13/02/2007

A l’étranger

A partir du moment où le train traverse les Alpes et que l’annonce du train a changé de langue en italien, je me suis préparée à commuter ma nostalgie pour la France en une humeur fraîche à la découverte d’un nouveau monde.

Ce monde n’est pas comme ce que j’imaginais de lui, jusqu’à maintenant. Qui a dit que les hommes italiens sont vraiment et sincèrement TRES TRES beaux ??? Il y a plutôt un mélange de nations ; à part quelques visages typiquement méditerranéens (dont certains sont beaux, effectivement, surtout ceux des hommes ayant à peu près 30-50 ans , comme pas mal de serviteurs à Perpignan), il y a des visages qui sont pour moi plus ou moins étranges, visages autrichiens, slovéniques sans doute, sinon balkaniques, ou encore grec. Et, que les italiens sont de grands dragueurs ou pas, je ne pourrai le vérifier qu’à la fin du séjour. Souvent, l’identité imaginaire n’est pas une mauvaise chose, pourtant quand le public va la croire complètement, elle va se tourner immédiatement vers le cliché.
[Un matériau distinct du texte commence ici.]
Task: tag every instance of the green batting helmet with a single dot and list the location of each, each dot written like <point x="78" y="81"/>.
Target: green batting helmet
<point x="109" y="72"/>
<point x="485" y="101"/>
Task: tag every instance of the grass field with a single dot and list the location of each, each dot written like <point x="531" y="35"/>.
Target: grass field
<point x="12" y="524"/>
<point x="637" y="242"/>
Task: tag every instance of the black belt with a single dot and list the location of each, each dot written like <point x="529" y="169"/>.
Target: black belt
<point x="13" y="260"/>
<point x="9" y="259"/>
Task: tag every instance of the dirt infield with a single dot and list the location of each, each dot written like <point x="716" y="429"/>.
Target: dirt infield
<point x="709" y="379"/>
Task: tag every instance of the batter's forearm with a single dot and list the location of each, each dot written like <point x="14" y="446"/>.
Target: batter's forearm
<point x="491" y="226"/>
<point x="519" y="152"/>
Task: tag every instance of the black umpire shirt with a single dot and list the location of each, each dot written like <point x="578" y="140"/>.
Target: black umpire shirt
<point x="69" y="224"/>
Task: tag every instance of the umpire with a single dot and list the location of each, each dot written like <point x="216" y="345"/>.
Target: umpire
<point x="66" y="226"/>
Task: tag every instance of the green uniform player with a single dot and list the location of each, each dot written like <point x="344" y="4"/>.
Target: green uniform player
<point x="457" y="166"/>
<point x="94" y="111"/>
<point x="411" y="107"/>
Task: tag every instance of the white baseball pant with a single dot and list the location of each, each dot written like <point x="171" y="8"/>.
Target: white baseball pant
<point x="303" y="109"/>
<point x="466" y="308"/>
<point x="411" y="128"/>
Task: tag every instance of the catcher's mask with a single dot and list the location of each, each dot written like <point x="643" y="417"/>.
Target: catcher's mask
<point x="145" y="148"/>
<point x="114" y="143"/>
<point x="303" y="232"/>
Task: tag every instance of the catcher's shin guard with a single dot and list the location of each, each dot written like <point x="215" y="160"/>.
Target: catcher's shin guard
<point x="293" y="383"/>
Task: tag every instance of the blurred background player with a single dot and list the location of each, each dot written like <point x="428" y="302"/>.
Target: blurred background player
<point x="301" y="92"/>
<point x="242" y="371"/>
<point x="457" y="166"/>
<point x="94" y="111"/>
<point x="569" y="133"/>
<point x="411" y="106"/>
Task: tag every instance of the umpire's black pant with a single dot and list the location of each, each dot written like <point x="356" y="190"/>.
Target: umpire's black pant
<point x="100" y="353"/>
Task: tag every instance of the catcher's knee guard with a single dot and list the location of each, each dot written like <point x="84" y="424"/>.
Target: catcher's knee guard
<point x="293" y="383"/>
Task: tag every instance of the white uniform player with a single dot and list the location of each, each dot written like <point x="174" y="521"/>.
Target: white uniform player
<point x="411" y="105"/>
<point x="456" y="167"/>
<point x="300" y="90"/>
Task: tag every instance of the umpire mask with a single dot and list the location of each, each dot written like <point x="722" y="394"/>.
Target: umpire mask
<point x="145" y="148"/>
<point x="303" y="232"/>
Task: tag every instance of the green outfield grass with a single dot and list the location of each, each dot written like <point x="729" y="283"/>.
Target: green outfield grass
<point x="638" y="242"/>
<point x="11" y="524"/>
Chose plus importante : qui a dit que le français fera comprendre, qui ??? Même l’anglais ne marche pas souvent. Quand mon un poco d’italiano ne marche plus, j’essaie le français. Non ? alors l’anglais. Non plus ? Alors j’ai su prononcer un mot français en le transformant de façon italienne sans connaître moi-même ce que j’invente. Au moins ils sont de la même famille du latin, dont je fais confiance... Comme ça, ça marche un peu plus, avec pleins de gestes et de devinettes. Comme ça, le premier matin italien, étant la seule passagère dans le bus, j’ai discuté pendant 15 mins avec le conducteur qui vient de Sicile ; carte constamment à la main, j’ai continué mon habitude de demander le chemin dont les noms sont trop compliqués à retenir. De tels pt instants sont à m’encourager : tu vois, ça a marché, ton italien.
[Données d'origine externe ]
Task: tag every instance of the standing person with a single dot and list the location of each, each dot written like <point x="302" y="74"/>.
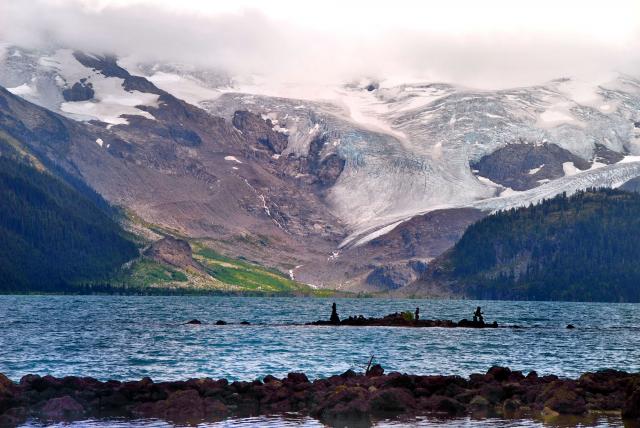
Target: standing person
<point x="477" y="316"/>
<point x="335" y="319"/>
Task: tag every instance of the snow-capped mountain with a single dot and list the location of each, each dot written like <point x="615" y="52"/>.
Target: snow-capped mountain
<point x="340" y="166"/>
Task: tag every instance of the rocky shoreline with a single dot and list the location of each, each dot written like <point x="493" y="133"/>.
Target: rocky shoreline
<point x="348" y="399"/>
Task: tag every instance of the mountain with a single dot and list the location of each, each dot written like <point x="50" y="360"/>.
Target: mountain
<point x="356" y="186"/>
<point x="582" y="247"/>
<point x="52" y="236"/>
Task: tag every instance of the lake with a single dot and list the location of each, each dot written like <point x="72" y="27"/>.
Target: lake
<point x="128" y="337"/>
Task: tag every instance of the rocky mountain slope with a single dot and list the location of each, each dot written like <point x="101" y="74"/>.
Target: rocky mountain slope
<point x="354" y="187"/>
<point x="581" y="248"/>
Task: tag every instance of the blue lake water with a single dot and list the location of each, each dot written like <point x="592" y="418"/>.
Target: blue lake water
<point x="128" y="337"/>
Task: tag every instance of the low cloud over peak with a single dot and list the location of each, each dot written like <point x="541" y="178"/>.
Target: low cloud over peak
<point x="492" y="45"/>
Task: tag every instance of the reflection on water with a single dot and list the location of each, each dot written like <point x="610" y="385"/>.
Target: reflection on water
<point x="128" y="337"/>
<point x="293" y="421"/>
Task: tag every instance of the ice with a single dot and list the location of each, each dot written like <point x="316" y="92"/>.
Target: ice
<point x="570" y="169"/>
<point x="22" y="90"/>
<point x="50" y="72"/>
<point x="533" y="171"/>
<point x="183" y="87"/>
<point x="232" y="159"/>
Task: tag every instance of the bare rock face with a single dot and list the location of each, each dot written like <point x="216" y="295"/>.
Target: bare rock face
<point x="260" y="132"/>
<point x="391" y="277"/>
<point x="80" y="91"/>
<point x="175" y="252"/>
<point x="525" y="166"/>
<point x="62" y="408"/>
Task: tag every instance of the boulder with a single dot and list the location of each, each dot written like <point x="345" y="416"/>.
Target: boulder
<point x="375" y="371"/>
<point x="61" y="408"/>
<point x="391" y="401"/>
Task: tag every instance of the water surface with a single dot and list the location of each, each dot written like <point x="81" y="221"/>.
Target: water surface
<point x="128" y="337"/>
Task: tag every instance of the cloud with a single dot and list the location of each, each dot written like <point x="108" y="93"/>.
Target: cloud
<point x="495" y="45"/>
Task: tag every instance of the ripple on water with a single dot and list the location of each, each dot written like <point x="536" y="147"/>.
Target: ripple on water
<point x="128" y="337"/>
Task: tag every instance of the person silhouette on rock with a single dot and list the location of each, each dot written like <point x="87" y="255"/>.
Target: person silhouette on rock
<point x="334" y="319"/>
<point x="477" y="315"/>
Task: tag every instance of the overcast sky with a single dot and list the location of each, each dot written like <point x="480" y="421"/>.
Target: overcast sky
<point x="482" y="44"/>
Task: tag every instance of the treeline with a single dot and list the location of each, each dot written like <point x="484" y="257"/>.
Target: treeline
<point x="51" y="235"/>
<point x="585" y="247"/>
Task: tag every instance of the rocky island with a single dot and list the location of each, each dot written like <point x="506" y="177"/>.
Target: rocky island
<point x="403" y="319"/>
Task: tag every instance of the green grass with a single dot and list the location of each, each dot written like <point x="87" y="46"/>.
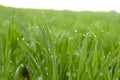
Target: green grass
<point x="59" y="45"/>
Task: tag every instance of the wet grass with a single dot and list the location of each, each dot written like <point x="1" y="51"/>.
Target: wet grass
<point x="59" y="45"/>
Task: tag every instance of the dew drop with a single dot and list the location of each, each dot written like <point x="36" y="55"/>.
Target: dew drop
<point x="75" y="30"/>
<point x="51" y="56"/>
<point x="39" y="78"/>
<point x="11" y="62"/>
<point x="17" y="38"/>
<point x="74" y="74"/>
<point x="23" y="39"/>
<point x="68" y="74"/>
<point x="101" y="74"/>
L’ouverture ou l’innocence des Italiens est aimable jusqu’à étonnante. Je dis de simples phrases pour souvent attendre une réponse longue, rapide, heureusement tjrs avec du geste, probablement à cause de mon parlé correcte. La vitesse de l’italien quotidien est terrible. Mais presque tous me parlent comme ça. En Chine, rare sont les Chinois qui vont parler à un étranger avec une vitesse normale, et ils vont jamais demander le chemin à un Occidental, par exemple. En France, tant à Perpignan qu’à la Rochelle, à Paris, à Lyon, j’ai eu quelqu’un qui me demande le chemin (j’en suis très contente d’ailleurs, même si je connaissais pas du tout la ville). Cela m’arrive maintenant en Italie, quand ce bon conducteur devrait me demander la Via ??? sans réfléchir. J’ai eu un choc de 2 secondes avant de lui répondre correctement, mi dispiace, non lo so...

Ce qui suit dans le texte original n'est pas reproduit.